In conclusion, we developed a smartphone video-based deep learning model that accurately assessed the severity of PD-induced gait impairments (MDS-UPDRS Part III-Gait item) and discriminated the effectiveness of pharmaceutical interventions on gait impairments, including those that UPDRS scores failed to detect due to its low resolution. In addition, the interpretability of the model enabled the extraction of valuable digital biomarkers, which provide insights into disease progression and medication effects on gait impairments.

Methods

Participants and dataset

The study initially recruited 130 participants, including 99 patients with PD and 31 healthy age-matched adults as controls. Each participant was instructed to perform the shuttle walk test three times, covering a minimum distance of 10 m for each test. Meanwhile, we filmed the participants walking from the lateral perspective using a single smartphone placed at a fixed point, capturing their full body motions. This perspective is more effective for extracting key gait features, such as step length, arm swing amplitude, and gait speed, compared to frontal views26. Twelve participants were excluded from the study due to needing walking assistance (N = 3), non-compliance with the experimental protocol by raising their arms during walking (N = 2), and failure in identifying parts of the skeletons from the videos caused by the influence of loose black clothing (N = 7). Consequently, the final cohort of participants consisted of 87 patients with PD and 31 healthy controls (118 in total).

Gait videos from 118 participants, recorded during off-medication states, were independently assessed and rated by three clinical experts according to the MDS-UPDRS Part III-Gait exams. The consensus derived from the agreement of at least two experts was established as the ground truth for each participant. In instances where consensus was not reached, the average UPDRS scores of the three experts were used as the ground truth; however, no such cases occurred in our study. We constructed a balanced dataset with a distribution of UPDRS categories as follows: 38 participants with a score of 0, 39 with a score of 1, and 41 with a score of 2 (Table 1). Note that patients with a UPDRS of 4 cannot walk independently and those with a score of 3 require assistance devices. The cohort also ensured a rough gender balance with 63 males and 55 females (p > 0.05; Chi-Squared Test). Detailed demographic information of the participants is presented in Table 1.

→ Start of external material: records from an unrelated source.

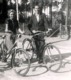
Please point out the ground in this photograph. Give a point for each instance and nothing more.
(63, 74)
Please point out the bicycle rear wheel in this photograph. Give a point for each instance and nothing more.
(28, 47)
(52, 56)
(22, 62)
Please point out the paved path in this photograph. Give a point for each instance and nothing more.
(63, 74)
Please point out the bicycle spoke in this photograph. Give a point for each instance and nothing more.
(22, 63)
(53, 58)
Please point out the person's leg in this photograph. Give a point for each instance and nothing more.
(8, 42)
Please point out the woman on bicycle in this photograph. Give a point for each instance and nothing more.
(11, 25)
(38, 23)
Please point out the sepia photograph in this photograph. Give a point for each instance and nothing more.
(35, 39)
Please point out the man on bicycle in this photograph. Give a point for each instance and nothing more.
(11, 26)
(38, 23)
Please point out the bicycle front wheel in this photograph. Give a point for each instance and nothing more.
(52, 56)
(22, 62)
(28, 47)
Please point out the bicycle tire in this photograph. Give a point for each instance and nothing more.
(28, 47)
(52, 57)
(22, 62)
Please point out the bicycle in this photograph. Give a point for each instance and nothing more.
(17, 58)
(51, 54)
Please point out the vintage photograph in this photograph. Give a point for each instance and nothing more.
(35, 39)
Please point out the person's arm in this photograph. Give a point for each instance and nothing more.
(45, 23)
(6, 27)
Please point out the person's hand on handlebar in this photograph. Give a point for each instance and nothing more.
(34, 31)
(8, 31)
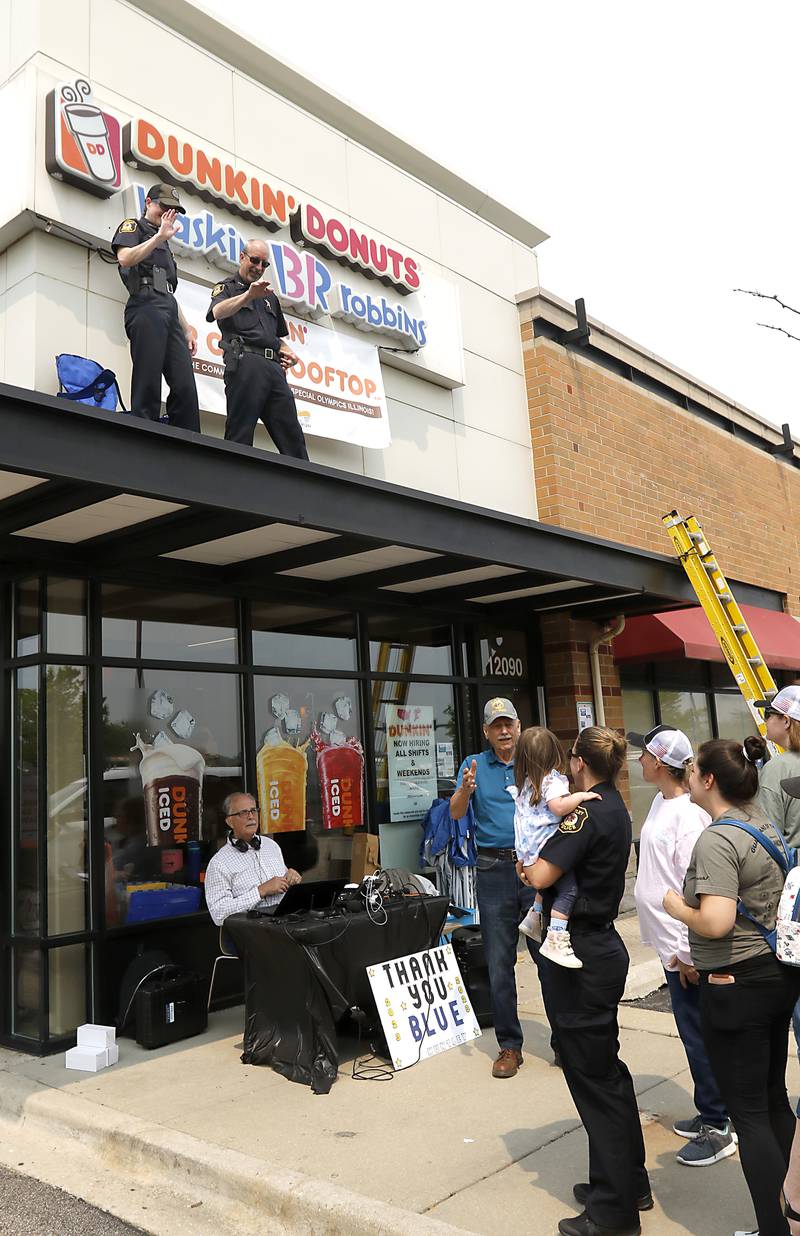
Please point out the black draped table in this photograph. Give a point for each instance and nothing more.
(303, 974)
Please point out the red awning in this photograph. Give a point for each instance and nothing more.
(688, 633)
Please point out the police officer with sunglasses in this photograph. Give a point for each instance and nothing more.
(256, 355)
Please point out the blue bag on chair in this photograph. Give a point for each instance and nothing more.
(87, 382)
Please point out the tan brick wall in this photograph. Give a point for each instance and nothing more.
(610, 459)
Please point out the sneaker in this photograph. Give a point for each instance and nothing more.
(690, 1129)
(531, 926)
(558, 948)
(709, 1146)
(507, 1063)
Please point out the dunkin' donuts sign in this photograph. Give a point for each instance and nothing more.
(87, 146)
(83, 145)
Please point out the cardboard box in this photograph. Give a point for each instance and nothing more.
(88, 1059)
(365, 855)
(97, 1036)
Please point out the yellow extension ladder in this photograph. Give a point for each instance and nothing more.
(727, 621)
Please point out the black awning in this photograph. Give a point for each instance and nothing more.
(105, 493)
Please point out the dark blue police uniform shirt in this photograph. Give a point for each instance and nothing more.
(260, 323)
(491, 802)
(136, 231)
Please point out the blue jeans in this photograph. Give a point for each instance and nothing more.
(686, 1011)
(503, 901)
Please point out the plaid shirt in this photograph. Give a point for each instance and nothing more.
(233, 879)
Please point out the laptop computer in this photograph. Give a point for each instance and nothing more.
(315, 895)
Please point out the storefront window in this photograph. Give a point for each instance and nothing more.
(171, 752)
(67, 800)
(67, 988)
(292, 634)
(168, 626)
(733, 717)
(27, 774)
(404, 644)
(27, 991)
(637, 710)
(26, 617)
(688, 711)
(66, 617)
(309, 769)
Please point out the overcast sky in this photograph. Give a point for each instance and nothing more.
(655, 143)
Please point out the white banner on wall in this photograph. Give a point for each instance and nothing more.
(338, 383)
(412, 760)
(423, 1005)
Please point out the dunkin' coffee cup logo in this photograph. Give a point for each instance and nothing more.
(83, 143)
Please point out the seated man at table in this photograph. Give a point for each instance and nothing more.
(249, 869)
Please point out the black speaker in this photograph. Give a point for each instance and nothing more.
(468, 946)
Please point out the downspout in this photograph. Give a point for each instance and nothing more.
(607, 633)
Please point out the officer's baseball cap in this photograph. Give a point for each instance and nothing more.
(167, 195)
(497, 708)
(787, 702)
(667, 744)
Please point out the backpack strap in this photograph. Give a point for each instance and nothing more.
(782, 857)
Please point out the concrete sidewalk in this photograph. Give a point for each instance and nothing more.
(188, 1141)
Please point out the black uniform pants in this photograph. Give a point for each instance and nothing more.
(259, 391)
(158, 346)
(746, 1027)
(581, 1007)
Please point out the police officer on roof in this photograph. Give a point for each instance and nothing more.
(162, 341)
(581, 1005)
(256, 355)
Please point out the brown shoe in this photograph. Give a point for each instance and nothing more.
(507, 1063)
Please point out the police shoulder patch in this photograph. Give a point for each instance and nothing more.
(574, 822)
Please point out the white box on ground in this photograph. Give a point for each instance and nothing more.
(88, 1059)
(95, 1036)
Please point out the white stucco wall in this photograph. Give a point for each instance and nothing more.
(469, 440)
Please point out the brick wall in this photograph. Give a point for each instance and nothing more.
(611, 459)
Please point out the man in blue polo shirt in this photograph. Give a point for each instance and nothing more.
(502, 899)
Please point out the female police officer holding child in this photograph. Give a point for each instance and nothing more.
(581, 1005)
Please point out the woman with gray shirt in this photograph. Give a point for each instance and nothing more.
(746, 994)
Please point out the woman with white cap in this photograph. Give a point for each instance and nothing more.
(782, 717)
(669, 833)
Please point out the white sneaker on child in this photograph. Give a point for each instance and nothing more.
(531, 926)
(558, 948)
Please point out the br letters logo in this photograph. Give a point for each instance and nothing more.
(84, 145)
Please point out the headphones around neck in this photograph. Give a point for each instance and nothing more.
(242, 847)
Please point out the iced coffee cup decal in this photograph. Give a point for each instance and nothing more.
(89, 129)
(282, 776)
(340, 771)
(172, 783)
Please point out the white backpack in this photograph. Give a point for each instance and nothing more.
(784, 938)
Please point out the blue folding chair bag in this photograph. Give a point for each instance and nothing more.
(84, 381)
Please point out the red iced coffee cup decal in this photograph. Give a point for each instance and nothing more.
(172, 784)
(340, 771)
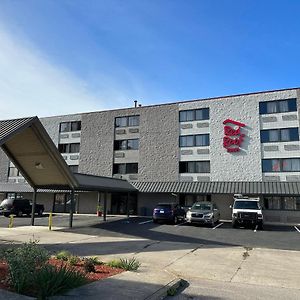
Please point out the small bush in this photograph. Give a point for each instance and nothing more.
(63, 255)
(89, 265)
(50, 281)
(23, 262)
(131, 264)
(73, 260)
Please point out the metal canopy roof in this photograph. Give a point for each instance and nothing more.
(263, 188)
(30, 148)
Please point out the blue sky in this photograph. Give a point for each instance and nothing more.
(66, 56)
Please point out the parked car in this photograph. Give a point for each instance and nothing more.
(203, 213)
(19, 207)
(247, 211)
(168, 212)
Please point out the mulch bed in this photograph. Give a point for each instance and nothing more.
(102, 271)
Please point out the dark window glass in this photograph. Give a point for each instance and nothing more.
(13, 172)
(291, 164)
(202, 114)
(121, 121)
(63, 148)
(202, 140)
(64, 127)
(120, 145)
(132, 168)
(75, 126)
(186, 141)
(292, 104)
(289, 134)
(186, 115)
(271, 165)
(264, 136)
(119, 169)
(194, 167)
(133, 144)
(75, 148)
(279, 135)
(202, 167)
(133, 121)
(270, 107)
(74, 169)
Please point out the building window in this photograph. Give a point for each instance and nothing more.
(13, 172)
(281, 165)
(279, 135)
(70, 126)
(129, 168)
(74, 168)
(282, 203)
(130, 121)
(198, 140)
(132, 144)
(279, 106)
(192, 115)
(194, 167)
(69, 148)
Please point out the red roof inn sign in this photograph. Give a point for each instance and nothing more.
(233, 138)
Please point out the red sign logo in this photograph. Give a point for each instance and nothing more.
(233, 137)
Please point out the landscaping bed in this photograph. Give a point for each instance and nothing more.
(30, 270)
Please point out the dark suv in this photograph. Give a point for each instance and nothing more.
(19, 207)
(168, 212)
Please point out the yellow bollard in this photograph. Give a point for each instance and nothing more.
(50, 221)
(11, 221)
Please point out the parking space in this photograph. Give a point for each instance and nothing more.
(272, 236)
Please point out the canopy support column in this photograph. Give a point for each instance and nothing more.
(71, 209)
(105, 206)
(127, 205)
(33, 206)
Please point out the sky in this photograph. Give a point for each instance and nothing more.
(68, 56)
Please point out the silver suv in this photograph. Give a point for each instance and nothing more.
(203, 213)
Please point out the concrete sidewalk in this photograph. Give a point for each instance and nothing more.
(163, 263)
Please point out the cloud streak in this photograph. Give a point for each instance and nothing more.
(31, 85)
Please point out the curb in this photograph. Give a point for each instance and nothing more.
(162, 293)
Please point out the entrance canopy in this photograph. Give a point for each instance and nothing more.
(28, 145)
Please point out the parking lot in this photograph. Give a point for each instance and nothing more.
(285, 237)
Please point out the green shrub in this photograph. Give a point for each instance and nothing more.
(89, 265)
(23, 262)
(73, 260)
(131, 264)
(63, 255)
(50, 281)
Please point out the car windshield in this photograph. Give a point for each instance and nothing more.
(6, 201)
(246, 205)
(201, 206)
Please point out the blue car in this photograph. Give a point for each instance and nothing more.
(168, 212)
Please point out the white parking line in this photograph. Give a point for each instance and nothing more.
(218, 225)
(297, 228)
(149, 221)
(180, 224)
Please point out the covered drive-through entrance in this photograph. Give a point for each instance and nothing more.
(29, 147)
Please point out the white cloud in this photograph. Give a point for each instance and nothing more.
(31, 85)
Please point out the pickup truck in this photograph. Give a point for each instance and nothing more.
(19, 207)
(247, 211)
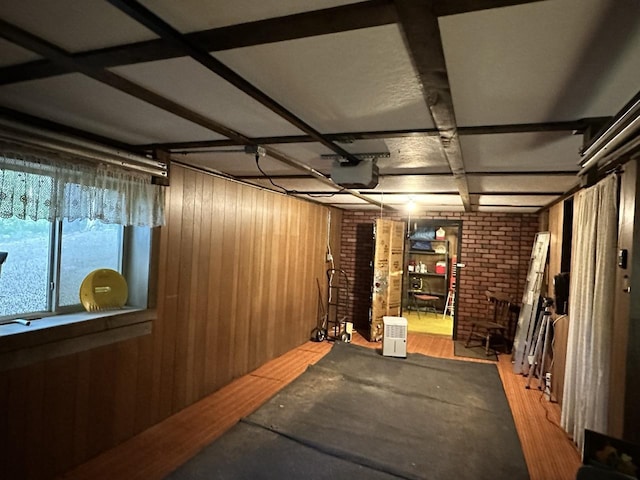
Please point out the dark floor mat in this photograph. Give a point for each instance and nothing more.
(418, 417)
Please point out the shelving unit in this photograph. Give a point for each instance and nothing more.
(427, 273)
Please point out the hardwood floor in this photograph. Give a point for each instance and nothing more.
(549, 454)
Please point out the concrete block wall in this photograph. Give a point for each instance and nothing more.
(496, 248)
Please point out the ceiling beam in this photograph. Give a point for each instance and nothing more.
(150, 20)
(55, 54)
(344, 18)
(422, 35)
(576, 126)
(64, 129)
(454, 7)
(560, 173)
(418, 192)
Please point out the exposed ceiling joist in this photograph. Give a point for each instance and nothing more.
(454, 7)
(422, 35)
(577, 126)
(320, 22)
(150, 20)
(63, 129)
(57, 55)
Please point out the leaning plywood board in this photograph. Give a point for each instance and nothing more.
(525, 330)
(387, 274)
(396, 269)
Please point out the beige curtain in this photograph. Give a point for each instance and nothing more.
(593, 268)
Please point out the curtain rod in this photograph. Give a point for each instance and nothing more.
(20, 133)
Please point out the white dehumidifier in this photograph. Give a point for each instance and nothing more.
(394, 338)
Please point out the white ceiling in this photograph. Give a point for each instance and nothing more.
(348, 75)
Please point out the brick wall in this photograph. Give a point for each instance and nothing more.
(496, 248)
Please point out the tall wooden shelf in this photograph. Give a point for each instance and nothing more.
(425, 280)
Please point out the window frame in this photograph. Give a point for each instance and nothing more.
(54, 274)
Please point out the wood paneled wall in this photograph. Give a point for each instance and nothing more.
(236, 288)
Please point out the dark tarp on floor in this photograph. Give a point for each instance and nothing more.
(357, 414)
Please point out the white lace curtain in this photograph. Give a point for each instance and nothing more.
(47, 186)
(593, 270)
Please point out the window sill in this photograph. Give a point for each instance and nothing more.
(60, 335)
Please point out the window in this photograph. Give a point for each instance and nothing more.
(47, 262)
(61, 219)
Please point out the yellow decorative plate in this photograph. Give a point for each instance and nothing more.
(103, 289)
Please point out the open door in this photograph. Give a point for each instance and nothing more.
(432, 253)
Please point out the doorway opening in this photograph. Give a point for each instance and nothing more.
(430, 286)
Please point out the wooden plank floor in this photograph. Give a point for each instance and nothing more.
(157, 451)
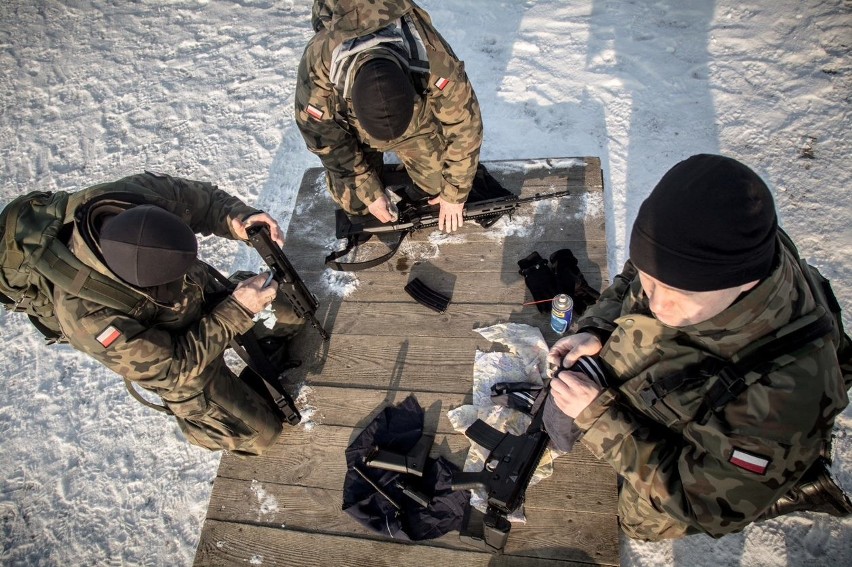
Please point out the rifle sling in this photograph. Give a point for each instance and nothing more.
(351, 244)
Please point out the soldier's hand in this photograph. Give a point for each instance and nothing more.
(254, 295)
(567, 350)
(240, 226)
(451, 216)
(381, 209)
(573, 392)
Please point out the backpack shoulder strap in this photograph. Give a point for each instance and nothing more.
(732, 377)
(68, 273)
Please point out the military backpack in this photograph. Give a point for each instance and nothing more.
(34, 259)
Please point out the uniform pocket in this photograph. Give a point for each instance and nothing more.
(209, 425)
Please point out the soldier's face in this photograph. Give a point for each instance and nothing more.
(679, 308)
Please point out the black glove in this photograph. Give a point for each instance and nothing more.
(539, 279)
(570, 280)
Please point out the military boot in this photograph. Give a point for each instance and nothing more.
(277, 352)
(815, 492)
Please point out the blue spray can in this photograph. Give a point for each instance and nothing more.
(561, 313)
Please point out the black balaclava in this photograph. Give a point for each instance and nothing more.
(383, 98)
(709, 224)
(147, 246)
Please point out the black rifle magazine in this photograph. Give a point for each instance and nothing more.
(426, 296)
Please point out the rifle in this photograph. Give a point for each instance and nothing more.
(511, 463)
(304, 302)
(505, 477)
(414, 215)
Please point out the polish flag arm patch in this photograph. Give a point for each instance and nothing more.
(108, 336)
(314, 111)
(749, 461)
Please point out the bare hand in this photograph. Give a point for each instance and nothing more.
(451, 216)
(240, 227)
(567, 350)
(380, 208)
(252, 295)
(573, 392)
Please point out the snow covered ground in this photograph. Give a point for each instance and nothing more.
(92, 90)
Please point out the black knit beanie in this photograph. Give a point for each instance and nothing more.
(383, 98)
(147, 246)
(709, 224)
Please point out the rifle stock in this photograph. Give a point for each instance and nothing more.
(417, 215)
(304, 302)
(510, 465)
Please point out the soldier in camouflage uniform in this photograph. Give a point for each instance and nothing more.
(173, 342)
(377, 77)
(708, 276)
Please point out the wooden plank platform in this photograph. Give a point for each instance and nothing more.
(285, 508)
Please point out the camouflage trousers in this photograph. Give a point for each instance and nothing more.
(421, 157)
(641, 520)
(229, 412)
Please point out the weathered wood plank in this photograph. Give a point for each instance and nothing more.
(320, 511)
(316, 459)
(285, 507)
(226, 544)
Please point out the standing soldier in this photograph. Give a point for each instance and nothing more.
(378, 77)
(139, 232)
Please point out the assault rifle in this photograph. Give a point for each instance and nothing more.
(304, 302)
(511, 463)
(505, 477)
(414, 215)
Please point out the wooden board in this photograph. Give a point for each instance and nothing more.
(285, 508)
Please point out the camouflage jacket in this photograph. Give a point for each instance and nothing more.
(720, 476)
(448, 109)
(165, 347)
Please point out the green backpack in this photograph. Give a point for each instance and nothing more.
(34, 259)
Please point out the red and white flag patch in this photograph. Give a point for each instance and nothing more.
(314, 111)
(108, 336)
(749, 461)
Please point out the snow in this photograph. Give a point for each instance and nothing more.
(92, 90)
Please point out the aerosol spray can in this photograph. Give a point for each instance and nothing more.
(561, 312)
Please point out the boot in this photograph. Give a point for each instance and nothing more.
(277, 352)
(815, 492)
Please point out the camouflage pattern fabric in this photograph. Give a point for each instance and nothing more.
(174, 348)
(440, 148)
(681, 477)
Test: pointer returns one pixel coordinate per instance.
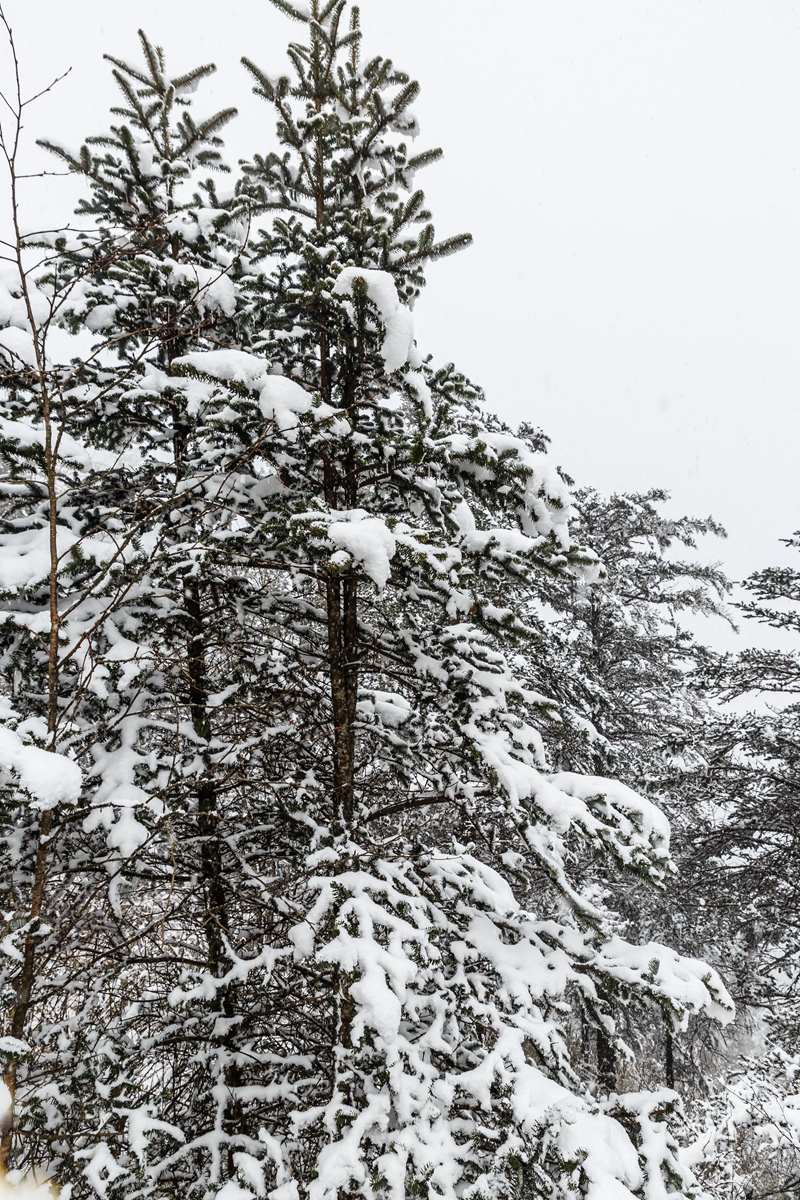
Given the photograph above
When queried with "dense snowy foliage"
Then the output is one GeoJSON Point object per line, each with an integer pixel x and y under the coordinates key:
{"type": "Point", "coordinates": [312, 675]}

We divided the dataset randomly into two groups: a training dataset consisting of 558 video segments from 93 participants and a test dataset comprising gait videos from 25 participants (Fig. 1a). All data splitting was performed at the participant level. This process ensures that all video segments from a single participant were contained entirely within one partition (i.e., the training set or the test set), thereby preventing data leakage. The model was trained using the training dataset, and its performance was evaluated using the independent test dataset. Initially, we assessed the model’s effectiveness in predicting the severity of gait impairments and compared it to the assessments made by individual clinical experts. Subsequently, we calculated the personalized joint contributions to the prediction of disease severity for each participant in the training and test datasets. By analyzing the average joint contributions across all participants, we evaluated the model’s ability to extract both conventionally used clinical motion markers and novel digital biomarkers that are sensitive to disease progression, based on their correlations with the UPDRS scores.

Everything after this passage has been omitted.